The Beverly Hillbillies
Movies - TV
The Only Surviving Stars Of The Beverly Hillbillies
By JEREMY SMITH
The Beverly Hillbillies ran for nine seasons and was one of the top-rated shows on TV in the '60s. Of the beloved cast, only one member is still with us today.
As the sixth-grade-educated Jethro, actor Max Baer Jr. found the trouble with playing a cultural caricature on a silly sitcom for close to a decade is being forever typecast.
When the series concluded, Baer Jr. tried to escape the dim hick stereotype.
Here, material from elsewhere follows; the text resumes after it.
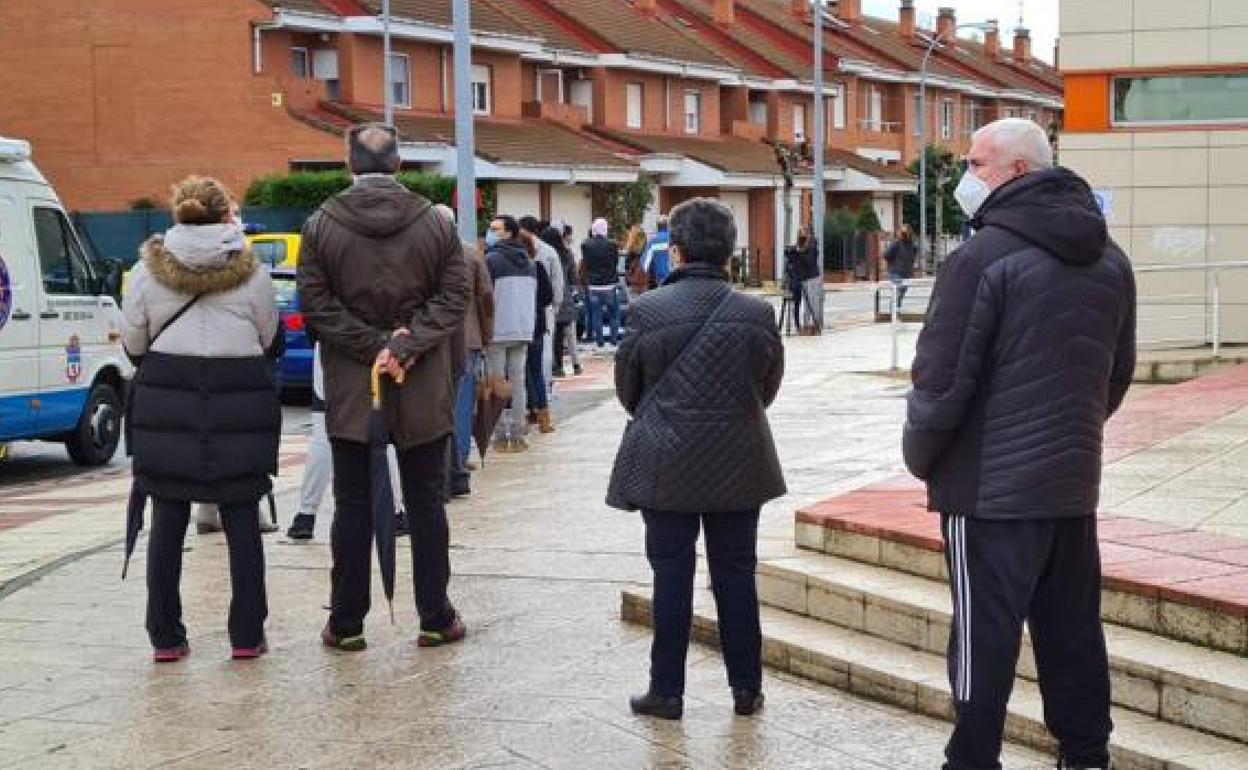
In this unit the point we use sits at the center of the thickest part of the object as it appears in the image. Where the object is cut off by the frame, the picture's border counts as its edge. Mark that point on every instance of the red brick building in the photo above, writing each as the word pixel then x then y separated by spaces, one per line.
pixel 120 97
He teamed with filmmaker Richard Compton in 1974 to make a film called "Macon County Line."
The seamy yet sturdily crafted revenge film co-starring Baer Jr. as a Georgia sheriff out to kill a couple of Yankee interlopers wrongly accused of killing his wife was a hit.
Baer Jr. parlayed this surprise success into a brief yet highly profitable producing career. In 1976, he made a film based on Bobbie Gentry's song "Ode to Billie Joe."
The actor turned 86 last December and ultimately moved on from film production. He moved to Lake Tahoe, Nevada, and became a resort and casino owner.
Nowadays, he seems content to hit the golf course and regale reporters with his dream of becoming a hitman while thinking of ways to capitalize off of his "Hillbillies" fame.